Constructing a list is just passing the two different elements into a primitive function named cons (which should be the short of “construction”). The two required parameters are any s-expression, and a list.

def test_cons():
    test_cases = (('peanut',
                   ('butter', 'and', 'jelly'),
                   ('peanut', 'butter', 'and', 'jelly')),
                  (('banana', 'and'),
                   ('peanut', 'butter', 'and', 'jelly'),
                   (('banana', 'and'), 'peanut', 'butter', 'and', 'jelly')),
                  ((('help', ), 'this'),
                   ('is', 'very', 'hard', 'to', 'learn'),
                   ((('help', ), 'this'), 'is', 'very', 'hard', 'to', 'learn')),
                  (('a', 'b', 'c'),
                   'b',
                   None),
                  ('a', 'b', None))

    for s, l, expected in test_cases:
        result = cons(s, l)
        assert result == expected

        
@primitive
def cons(s, l):
    assert isinstance(l, tuple)

    return (s, ) + l

An empty list (or null list) is special in the world of Lisp. It sort of both exists and not exists in every list in Lisp.

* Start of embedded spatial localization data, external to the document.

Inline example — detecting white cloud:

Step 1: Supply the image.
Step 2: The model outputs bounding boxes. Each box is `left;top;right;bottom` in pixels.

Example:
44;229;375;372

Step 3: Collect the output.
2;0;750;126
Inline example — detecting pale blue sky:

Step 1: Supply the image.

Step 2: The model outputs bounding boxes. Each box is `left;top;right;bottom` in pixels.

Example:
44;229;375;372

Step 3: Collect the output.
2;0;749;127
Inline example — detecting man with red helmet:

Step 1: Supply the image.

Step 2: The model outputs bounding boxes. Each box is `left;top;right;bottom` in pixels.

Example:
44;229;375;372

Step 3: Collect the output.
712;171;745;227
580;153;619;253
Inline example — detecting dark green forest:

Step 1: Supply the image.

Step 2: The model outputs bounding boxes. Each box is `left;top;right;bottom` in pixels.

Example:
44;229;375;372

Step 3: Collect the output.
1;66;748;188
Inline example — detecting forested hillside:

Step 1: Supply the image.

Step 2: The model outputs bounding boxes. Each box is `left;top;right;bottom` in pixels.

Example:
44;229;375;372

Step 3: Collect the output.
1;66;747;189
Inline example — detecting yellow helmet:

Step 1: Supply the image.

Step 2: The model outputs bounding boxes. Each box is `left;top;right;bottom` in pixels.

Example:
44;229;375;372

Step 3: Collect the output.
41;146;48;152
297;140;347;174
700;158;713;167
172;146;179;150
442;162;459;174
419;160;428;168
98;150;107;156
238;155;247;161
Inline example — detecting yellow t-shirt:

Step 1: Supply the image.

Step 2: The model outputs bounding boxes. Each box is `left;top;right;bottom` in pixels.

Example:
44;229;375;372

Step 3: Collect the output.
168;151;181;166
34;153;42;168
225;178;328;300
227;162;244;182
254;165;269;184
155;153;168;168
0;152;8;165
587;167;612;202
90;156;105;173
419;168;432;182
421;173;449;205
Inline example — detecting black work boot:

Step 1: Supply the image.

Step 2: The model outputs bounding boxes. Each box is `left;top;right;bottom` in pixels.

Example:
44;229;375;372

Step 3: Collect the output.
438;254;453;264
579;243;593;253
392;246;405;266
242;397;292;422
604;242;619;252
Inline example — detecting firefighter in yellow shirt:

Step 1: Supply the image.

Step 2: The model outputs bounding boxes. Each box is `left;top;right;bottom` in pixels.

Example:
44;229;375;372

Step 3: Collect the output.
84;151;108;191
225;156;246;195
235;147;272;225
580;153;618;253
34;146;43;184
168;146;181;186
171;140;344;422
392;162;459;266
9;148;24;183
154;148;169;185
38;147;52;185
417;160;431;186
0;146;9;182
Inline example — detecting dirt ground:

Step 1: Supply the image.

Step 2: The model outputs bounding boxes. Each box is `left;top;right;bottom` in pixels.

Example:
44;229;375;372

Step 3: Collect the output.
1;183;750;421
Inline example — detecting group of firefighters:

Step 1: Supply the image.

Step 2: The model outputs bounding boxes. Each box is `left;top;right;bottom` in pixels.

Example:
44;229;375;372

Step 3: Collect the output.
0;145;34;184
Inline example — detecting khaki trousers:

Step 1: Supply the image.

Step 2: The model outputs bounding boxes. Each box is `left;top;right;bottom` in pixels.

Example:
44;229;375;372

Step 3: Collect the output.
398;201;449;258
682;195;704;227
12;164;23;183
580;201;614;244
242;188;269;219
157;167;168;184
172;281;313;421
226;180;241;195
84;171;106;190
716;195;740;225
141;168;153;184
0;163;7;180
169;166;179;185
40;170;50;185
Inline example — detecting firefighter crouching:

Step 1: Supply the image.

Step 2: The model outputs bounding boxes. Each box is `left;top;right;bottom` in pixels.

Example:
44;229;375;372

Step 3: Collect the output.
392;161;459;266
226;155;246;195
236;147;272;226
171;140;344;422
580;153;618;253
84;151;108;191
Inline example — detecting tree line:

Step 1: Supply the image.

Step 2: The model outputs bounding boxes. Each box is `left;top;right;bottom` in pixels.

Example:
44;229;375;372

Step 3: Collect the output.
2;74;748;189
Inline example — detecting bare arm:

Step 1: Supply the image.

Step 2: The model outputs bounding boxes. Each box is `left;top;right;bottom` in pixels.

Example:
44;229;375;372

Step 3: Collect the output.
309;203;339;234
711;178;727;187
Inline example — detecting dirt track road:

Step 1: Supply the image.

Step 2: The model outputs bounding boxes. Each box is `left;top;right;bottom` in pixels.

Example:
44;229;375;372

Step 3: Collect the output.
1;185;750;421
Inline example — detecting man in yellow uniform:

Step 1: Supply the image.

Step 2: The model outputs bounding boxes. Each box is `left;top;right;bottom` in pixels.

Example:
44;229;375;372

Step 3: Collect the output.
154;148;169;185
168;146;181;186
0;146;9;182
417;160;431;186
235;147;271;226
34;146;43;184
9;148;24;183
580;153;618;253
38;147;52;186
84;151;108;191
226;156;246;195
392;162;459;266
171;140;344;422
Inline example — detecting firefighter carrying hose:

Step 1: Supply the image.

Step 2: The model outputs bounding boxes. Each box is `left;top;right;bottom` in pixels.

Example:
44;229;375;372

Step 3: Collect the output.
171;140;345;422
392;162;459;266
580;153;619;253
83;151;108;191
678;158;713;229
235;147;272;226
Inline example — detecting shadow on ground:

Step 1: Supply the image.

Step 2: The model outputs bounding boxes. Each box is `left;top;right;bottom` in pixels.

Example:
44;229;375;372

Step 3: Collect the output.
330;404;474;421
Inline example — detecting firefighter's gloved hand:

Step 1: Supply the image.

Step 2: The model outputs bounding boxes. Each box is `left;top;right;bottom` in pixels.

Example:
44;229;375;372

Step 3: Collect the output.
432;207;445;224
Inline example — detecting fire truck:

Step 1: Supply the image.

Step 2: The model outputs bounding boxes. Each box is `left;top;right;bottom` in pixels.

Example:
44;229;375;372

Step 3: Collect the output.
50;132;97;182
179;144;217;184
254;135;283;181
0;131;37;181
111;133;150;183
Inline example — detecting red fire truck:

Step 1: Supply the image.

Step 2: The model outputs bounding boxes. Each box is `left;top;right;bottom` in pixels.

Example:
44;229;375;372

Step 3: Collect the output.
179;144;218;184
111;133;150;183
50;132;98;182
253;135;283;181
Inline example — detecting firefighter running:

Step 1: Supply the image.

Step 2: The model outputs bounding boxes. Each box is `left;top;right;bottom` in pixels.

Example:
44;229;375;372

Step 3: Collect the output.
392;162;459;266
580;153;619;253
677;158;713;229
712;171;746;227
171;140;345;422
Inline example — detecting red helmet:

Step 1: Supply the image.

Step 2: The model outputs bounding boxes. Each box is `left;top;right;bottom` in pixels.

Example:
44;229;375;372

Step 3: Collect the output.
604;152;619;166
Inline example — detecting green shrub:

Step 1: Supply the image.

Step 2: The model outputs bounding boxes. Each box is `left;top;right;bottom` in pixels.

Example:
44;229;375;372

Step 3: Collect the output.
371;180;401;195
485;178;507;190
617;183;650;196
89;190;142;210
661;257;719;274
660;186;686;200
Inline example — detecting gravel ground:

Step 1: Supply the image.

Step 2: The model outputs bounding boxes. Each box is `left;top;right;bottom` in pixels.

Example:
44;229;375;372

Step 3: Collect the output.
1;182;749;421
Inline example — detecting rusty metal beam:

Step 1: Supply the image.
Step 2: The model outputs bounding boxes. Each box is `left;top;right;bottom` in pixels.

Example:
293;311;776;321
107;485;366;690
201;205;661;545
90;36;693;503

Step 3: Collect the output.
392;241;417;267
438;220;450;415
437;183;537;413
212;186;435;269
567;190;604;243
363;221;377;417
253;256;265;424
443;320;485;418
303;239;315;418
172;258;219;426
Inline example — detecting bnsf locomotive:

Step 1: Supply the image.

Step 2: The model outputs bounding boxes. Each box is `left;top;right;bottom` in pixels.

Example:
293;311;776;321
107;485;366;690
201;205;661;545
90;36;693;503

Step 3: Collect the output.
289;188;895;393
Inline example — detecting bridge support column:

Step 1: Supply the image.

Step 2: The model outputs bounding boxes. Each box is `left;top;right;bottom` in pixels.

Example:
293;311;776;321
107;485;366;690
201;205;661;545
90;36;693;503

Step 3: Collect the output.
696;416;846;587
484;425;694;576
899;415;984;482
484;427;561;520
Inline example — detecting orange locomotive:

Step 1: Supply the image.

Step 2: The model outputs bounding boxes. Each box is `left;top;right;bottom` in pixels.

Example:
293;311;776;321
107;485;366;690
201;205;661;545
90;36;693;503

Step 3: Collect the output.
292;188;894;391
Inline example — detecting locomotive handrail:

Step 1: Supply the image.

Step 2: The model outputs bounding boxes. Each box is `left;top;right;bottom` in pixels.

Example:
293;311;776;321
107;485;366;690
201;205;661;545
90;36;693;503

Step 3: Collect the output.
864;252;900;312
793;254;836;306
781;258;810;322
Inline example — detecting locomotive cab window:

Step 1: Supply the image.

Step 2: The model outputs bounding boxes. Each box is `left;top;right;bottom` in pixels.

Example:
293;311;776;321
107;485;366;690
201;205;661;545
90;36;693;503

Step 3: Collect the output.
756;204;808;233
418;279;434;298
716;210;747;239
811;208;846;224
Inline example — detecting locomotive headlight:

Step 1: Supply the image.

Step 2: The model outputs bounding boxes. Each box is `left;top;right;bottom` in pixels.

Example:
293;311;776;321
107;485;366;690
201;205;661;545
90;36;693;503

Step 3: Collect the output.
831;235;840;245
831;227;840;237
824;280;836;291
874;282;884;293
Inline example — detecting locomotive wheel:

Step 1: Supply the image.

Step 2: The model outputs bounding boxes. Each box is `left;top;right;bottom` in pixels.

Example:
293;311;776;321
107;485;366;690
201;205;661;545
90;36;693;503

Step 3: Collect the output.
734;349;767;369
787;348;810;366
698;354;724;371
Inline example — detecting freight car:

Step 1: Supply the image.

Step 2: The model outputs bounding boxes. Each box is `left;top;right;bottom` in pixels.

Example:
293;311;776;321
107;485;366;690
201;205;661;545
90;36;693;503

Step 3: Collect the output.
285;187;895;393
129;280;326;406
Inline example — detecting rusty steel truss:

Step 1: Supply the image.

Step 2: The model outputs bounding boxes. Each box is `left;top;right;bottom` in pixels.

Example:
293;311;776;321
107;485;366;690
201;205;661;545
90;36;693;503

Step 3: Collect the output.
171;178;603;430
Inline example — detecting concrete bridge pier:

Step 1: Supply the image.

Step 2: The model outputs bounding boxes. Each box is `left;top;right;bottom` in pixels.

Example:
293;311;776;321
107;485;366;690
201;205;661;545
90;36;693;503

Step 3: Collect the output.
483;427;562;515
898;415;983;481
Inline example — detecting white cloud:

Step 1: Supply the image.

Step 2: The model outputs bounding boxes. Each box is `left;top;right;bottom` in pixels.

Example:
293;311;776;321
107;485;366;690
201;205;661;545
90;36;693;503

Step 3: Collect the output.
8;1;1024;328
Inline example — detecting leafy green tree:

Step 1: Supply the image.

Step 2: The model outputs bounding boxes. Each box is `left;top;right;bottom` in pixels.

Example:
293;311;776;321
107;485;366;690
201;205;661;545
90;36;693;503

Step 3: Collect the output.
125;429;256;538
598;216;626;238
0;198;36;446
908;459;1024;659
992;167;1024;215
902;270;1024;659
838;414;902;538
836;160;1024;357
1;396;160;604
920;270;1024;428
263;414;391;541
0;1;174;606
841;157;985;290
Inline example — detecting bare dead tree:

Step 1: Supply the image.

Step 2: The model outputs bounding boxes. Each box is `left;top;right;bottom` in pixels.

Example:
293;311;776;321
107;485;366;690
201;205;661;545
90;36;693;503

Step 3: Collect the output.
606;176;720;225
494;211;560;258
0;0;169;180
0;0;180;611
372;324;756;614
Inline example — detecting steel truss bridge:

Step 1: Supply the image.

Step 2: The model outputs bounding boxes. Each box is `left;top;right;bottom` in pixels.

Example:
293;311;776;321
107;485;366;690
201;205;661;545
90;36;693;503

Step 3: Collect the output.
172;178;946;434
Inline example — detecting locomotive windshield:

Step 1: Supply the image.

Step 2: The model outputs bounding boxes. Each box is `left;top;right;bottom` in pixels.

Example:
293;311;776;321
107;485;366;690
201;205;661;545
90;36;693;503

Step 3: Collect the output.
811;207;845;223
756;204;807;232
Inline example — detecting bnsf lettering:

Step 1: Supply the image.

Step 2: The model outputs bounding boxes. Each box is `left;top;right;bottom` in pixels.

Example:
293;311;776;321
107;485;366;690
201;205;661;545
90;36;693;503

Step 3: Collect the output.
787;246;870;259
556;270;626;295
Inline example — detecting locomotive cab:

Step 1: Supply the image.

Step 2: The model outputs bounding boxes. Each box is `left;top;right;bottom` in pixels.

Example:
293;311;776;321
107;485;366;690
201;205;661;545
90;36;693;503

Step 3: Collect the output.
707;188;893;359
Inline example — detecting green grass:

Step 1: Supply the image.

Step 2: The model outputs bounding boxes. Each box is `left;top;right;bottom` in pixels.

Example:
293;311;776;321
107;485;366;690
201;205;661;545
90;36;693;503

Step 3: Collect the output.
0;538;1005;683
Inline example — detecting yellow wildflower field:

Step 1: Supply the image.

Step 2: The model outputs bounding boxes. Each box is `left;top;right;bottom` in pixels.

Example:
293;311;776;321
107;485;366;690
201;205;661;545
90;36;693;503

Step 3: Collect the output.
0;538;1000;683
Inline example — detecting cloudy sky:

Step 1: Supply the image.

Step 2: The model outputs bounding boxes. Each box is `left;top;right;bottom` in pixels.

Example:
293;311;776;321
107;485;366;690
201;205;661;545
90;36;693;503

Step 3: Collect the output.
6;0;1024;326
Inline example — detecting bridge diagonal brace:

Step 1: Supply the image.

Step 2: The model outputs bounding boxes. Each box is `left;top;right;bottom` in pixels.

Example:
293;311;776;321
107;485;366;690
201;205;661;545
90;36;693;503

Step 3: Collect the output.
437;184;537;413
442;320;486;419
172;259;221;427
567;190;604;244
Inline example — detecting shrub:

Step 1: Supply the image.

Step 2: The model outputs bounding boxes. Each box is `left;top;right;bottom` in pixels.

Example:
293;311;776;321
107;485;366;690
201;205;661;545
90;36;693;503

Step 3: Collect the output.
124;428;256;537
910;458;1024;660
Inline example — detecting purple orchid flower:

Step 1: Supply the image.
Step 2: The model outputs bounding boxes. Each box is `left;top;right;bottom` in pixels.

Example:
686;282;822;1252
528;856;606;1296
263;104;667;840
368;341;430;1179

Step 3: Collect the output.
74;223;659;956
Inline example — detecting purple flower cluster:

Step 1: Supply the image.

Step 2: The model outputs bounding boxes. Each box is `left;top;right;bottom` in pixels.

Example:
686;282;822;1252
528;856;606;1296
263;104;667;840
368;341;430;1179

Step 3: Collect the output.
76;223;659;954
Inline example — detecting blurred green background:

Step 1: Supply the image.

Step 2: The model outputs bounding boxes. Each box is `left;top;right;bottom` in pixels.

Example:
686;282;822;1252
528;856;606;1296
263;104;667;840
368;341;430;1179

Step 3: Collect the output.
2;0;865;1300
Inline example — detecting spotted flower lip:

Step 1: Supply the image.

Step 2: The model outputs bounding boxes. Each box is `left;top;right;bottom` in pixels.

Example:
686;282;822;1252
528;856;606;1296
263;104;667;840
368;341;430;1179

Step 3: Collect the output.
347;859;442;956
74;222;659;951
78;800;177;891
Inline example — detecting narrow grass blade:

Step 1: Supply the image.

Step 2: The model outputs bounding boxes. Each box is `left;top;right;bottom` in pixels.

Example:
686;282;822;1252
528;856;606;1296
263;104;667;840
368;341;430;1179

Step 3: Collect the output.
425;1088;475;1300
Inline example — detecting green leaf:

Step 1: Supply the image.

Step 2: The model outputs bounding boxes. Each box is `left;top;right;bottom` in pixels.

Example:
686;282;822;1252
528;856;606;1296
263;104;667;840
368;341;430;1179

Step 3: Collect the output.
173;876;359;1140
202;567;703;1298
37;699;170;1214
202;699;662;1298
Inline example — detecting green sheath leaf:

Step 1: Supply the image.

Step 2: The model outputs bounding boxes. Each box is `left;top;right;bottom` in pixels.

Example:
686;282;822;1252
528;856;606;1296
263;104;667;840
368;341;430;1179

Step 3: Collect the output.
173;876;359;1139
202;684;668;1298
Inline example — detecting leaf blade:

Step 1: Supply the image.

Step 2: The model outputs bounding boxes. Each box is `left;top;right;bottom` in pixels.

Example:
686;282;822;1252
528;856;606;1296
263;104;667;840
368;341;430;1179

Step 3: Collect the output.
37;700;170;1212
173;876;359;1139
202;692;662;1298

Usually it only shows up when a cdr call is made to a list with one and only one element (besides creating one manually, that is).

There is also a primitive method to test whether a given list is empty (no, it doesn’t work with atoms), as shown below.

def test_isnull():
    test_cases = (((), True),
                  (('a', 'b', 'c'), False),
                  ('spaghetti', None))

    for l, expected in test_cases:
        result = isnull(l)
        assert result == expected
        

@primitive
def isnull(l):
    assert isinstance(l, tuple)

    return l == ()

Also, we can also check the equality of two given non-numeric atoms

def test_iseq():
    test_cases = (('Harry', 'Harry', True),
                  ('margarine', 'butter', False),
                  ((), ('strawberry', ), None))

    for alpha, beta, expected in test_cases:
        result = iseq(alpha, beta)
        assert result == expected


@primitive
def iseq(alpha, beta):
    assert isatom(alpha) and isatom(beta)

    return alpha == beta

So this is a rather long-winded summary of the first chapter.